Hume did not believe in natural rights or in the social contract. He was a philosophical prodigy whose greatest work, A Treatise of Human Nature, written when he was in his twenties, offered an analysis of every form of thought, knowledge, and value through a comprehensive theory of the operations of the human mind. One of his most famous theses was that causal judgments express only habitual mental associations due to observed correlations, and do not identify necessary connections between events.

In ethics and political theory, also, his analysis took the form of a psychological account of our moral judgments—an account that explained both their nature and their content. Like Hobbes, he offered a secular account of morality and political obligation, but it was not grounded solely in self-interest. Hume held that there is a distinctive motive that he called the moral sentiment, which is based on the human affective capacity for sympathy with the happiness and unhappiness of others, together with the human intellectual capacity to take up a general and detached standpoint toward the world that abstracts from our own particular perspective and our own particular interests.

This standpoint, when infused with sympathy for everyone, enables us to judge acts or character traits or institutions or policies to be good or bad not for ourselves or for any other particular person, but impersonally. Such judgments are simply expressions of the moral sentiment, in which sympathy is mixed with detachment. They do not describe the world, either truly or falsely, but express a feeling or attitude, favorable or unfavorable; yet the feeling is of a kind that allows people to agree in their moral judgments, since it does not depend on their particular interests.

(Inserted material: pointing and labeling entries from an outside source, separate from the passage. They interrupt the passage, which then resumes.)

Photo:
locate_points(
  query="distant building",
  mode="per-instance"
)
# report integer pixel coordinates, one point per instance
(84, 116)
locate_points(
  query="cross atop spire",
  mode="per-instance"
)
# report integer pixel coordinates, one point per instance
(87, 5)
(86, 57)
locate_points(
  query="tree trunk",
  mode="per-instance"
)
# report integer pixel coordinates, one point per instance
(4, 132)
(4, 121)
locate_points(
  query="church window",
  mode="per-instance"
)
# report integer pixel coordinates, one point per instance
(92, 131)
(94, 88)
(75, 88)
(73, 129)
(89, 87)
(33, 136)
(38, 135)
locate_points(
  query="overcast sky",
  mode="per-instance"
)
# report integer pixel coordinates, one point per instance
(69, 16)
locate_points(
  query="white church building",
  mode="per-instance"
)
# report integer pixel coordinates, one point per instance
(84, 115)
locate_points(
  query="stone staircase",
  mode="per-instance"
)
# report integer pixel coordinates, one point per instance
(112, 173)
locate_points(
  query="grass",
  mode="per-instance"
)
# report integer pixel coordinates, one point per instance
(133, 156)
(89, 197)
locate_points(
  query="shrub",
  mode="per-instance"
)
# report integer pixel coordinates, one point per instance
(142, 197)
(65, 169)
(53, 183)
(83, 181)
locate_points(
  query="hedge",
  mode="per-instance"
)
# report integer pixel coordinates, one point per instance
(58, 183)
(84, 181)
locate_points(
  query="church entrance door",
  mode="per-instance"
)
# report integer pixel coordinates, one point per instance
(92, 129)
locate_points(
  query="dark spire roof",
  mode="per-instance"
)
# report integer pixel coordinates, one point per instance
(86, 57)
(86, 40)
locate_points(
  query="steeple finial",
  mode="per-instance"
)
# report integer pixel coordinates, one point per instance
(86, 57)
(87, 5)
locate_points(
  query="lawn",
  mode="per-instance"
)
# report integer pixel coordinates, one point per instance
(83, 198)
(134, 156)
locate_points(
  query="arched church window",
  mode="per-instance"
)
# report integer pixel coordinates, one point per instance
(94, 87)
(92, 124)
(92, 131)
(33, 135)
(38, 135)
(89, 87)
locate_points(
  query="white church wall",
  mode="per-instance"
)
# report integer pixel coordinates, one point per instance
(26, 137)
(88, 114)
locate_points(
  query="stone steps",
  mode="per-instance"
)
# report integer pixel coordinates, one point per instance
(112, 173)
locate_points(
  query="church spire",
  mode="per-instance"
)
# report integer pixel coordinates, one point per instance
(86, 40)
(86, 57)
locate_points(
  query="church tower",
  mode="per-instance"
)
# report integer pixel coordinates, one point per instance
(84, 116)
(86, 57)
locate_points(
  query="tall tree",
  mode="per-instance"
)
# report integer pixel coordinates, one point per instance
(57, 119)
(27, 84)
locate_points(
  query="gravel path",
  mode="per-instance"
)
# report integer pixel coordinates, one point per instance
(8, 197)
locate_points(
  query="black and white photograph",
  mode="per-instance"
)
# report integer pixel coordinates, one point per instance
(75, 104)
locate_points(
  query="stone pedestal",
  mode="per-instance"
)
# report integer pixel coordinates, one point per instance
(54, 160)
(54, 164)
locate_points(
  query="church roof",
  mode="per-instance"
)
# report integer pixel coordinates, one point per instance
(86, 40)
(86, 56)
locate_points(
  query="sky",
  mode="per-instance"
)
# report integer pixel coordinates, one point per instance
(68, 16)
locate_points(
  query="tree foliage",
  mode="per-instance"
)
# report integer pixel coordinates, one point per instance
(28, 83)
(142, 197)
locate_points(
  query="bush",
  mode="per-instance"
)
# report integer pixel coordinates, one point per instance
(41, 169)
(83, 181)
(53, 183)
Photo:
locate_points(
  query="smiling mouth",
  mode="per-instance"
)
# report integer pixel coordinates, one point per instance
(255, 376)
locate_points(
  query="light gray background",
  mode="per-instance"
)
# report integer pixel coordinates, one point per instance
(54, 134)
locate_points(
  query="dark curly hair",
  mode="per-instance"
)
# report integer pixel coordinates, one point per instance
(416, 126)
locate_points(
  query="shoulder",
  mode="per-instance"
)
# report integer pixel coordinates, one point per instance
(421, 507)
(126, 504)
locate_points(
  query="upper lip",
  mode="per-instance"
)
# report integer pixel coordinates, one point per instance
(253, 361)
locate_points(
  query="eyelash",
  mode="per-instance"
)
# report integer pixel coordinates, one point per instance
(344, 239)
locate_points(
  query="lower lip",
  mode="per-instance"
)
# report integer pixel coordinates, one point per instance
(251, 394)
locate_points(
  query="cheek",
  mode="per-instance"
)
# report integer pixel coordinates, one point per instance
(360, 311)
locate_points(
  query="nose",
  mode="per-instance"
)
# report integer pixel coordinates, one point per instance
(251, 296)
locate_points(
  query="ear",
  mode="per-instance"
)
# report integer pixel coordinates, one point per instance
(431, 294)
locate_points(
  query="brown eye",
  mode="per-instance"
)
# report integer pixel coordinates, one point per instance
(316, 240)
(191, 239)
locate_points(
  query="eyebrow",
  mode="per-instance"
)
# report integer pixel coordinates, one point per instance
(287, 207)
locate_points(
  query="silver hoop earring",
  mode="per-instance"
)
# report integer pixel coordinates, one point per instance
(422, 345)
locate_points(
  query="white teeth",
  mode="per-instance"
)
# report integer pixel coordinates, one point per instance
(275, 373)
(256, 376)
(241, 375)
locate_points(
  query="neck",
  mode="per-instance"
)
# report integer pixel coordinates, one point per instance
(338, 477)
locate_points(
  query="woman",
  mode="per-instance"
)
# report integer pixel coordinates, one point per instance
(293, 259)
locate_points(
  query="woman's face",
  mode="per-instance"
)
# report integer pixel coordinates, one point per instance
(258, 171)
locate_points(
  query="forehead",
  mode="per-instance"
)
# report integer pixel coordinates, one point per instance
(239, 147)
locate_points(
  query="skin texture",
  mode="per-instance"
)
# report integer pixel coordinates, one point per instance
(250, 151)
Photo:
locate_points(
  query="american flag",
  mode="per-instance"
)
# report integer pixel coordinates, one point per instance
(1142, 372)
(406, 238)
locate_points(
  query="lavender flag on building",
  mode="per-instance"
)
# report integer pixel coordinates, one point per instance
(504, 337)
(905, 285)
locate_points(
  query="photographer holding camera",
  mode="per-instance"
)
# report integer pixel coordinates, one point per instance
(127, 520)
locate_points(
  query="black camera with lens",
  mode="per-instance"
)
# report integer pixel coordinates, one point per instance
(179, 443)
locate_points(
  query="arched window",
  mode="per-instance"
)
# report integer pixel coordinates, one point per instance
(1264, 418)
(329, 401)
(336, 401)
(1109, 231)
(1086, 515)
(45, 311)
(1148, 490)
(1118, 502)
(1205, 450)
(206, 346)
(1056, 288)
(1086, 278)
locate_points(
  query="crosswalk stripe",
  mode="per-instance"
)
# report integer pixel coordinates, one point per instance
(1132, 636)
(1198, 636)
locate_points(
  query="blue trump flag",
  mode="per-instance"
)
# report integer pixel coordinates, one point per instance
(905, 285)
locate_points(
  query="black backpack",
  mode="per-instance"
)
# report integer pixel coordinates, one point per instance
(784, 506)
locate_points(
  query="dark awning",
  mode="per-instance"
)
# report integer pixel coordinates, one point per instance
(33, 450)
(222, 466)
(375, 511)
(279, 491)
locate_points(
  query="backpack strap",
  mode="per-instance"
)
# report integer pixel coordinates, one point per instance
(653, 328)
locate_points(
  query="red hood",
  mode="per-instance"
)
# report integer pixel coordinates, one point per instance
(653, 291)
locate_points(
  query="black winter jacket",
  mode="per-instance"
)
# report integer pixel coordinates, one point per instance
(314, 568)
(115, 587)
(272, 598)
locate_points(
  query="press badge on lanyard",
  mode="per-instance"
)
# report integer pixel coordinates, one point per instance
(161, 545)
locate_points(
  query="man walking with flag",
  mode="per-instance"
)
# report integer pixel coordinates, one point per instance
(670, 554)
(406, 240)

The details of Hume’s moral theory are very sophisticated. It was an early form of utilitarianism, but it included a theory of property rights, contract, promises, and political obligation that explained them as the product of human conventions whose strict rules serve the collective interest, even though in many individual cases they require actions that are contrary to the general welfare. (It is no defense against eviction that you need the rent money more than your landlord does.)

Hume, like all of Gottlieb’s thinkers, was interested in practically everything, and I have barely sampled their creative achievements. Gottlieb offers a compact but fairly comprehensive survey, along with much historical detail. Except for Spinoza, these men did not live in an ivory tower; they were worldly, connected with royalty and the aristocracy, in some cases active as diplomats or in government service. In spite of some shortcomings, Gottlieb’s highly readable book can be recommended as an engaging personal introduction to some of our most brilliant moral and intellectual ancestors. If it opens a path to the works themselves, so much the better.